Patients should again be reassessed within 1 to 4 weeks. The final treatment intervention involves consideration of aspiration and cortisone injection ("D" recommendation). If the patient has an effusion and the physician is technically proficient at aspiration, the knee joint should be aspirated in a sterile manner, and the fluid sent for appropriate studies. If the synovial fluid does not show signs of hemarthrosis or infection, the knee joint should be injected with corticosteroid. If the physician is not technically proficient at arthrocentesis, or a hemarthrosis or infection is suspected or confirmed, referral to a musculoskeletal specialist is recommended. In patients without an effusion, a cortisone injection may be indicated if there are signs of inflammation such as: synovial thickening, pain that is diffuse or felt at night or rest, or improved with NSAIDs. Localized knee pain that is felt only with weight bearing is less likely to respond to cortisone injection.
Clinical Outcomes
Control of pain and maintenance of activity correlate well with satisfactory quality of life. If the patient is not satisfied with the outcome due to continued pain and limitation of activity, more aggressive intervention may be warranted. Referral to a musculoskeletal specialist is warranted.
Alternative Approaches
Viscosupplementation ("C" recommendation) may have a role in the treatment of knee pain due to osteoarthritis during the initial 12 weeks in the hands of physicians technically proficient in arthrocentesis. The role of 'Chondroprotective' agents such as Glucosamine (GA) and Chondroitin Sulfate (CS) in treatment of osteoarthritis is not yet clear. There is a need for unbiased studies to clarify the issue.
Definitions:
Strength of Recommendation
A. Type I evidence or consistent findings from multiple studies of types II, III, or IV
B. Types II, III, or IV evidence and findings are generally consistent
C. Types II, III, or IV evidence, but findings are inconsistent
D. Little or no systematic empirical evidence
Levels of Evidence
Type I. Meta-analysis of multiple, well-designed controlled studies; or high power randomized, controlled clinical trial.

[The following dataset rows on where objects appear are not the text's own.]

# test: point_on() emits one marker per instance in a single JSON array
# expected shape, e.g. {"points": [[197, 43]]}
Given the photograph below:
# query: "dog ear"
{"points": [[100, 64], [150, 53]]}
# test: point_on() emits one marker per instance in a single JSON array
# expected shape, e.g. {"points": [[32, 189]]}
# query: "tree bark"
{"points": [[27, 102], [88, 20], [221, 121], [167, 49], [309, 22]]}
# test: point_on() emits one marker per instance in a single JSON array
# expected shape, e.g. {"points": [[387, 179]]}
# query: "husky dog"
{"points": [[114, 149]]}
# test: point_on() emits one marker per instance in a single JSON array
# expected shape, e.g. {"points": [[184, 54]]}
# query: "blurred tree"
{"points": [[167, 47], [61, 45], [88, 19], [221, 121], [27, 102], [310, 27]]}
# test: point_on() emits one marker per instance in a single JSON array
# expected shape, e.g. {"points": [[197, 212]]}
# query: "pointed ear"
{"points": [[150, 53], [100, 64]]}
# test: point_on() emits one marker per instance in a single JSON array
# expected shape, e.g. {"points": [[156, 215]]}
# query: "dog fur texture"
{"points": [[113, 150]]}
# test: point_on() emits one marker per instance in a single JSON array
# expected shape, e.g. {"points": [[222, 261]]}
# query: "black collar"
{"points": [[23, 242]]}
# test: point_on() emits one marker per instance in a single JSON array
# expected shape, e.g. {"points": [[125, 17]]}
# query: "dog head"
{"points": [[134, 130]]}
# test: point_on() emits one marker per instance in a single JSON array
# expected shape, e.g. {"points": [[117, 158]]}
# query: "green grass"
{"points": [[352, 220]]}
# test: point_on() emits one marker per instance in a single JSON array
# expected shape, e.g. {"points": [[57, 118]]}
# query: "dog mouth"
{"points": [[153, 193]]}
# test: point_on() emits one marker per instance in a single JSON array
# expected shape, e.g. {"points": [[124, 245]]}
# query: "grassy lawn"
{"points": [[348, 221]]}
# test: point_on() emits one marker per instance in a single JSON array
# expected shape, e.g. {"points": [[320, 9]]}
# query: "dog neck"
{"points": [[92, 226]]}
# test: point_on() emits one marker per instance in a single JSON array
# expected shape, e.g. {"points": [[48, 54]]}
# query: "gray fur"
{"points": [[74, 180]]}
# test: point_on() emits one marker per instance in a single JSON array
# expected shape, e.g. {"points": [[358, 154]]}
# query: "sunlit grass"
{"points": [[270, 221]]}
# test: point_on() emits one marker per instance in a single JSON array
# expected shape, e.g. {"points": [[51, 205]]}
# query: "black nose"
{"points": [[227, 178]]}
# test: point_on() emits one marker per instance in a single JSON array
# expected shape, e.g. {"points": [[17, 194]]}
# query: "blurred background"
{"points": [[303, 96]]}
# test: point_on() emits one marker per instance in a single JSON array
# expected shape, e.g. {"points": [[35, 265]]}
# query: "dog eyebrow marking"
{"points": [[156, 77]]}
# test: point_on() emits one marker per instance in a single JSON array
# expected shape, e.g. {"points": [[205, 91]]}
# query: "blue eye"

Type II. Well-designed experimental study; or low-power randomized, controlled clinical trial.
Type III. Well-designed, non-experimental studies such as nonrandomized, controlled single-group, pre-post, cohort, time, or matched case-control series.
Type IV. Well-designed, non-experimental studies, such as comparative and correlational descriptive and case studies.
Type V. Case reports and clinical examples.
Consensus/opinion (as it is used in bibliography of the original guideline): Articles representing expert consensus and not meeting the rigid I-V measurement are noted to represent consensus/opinion.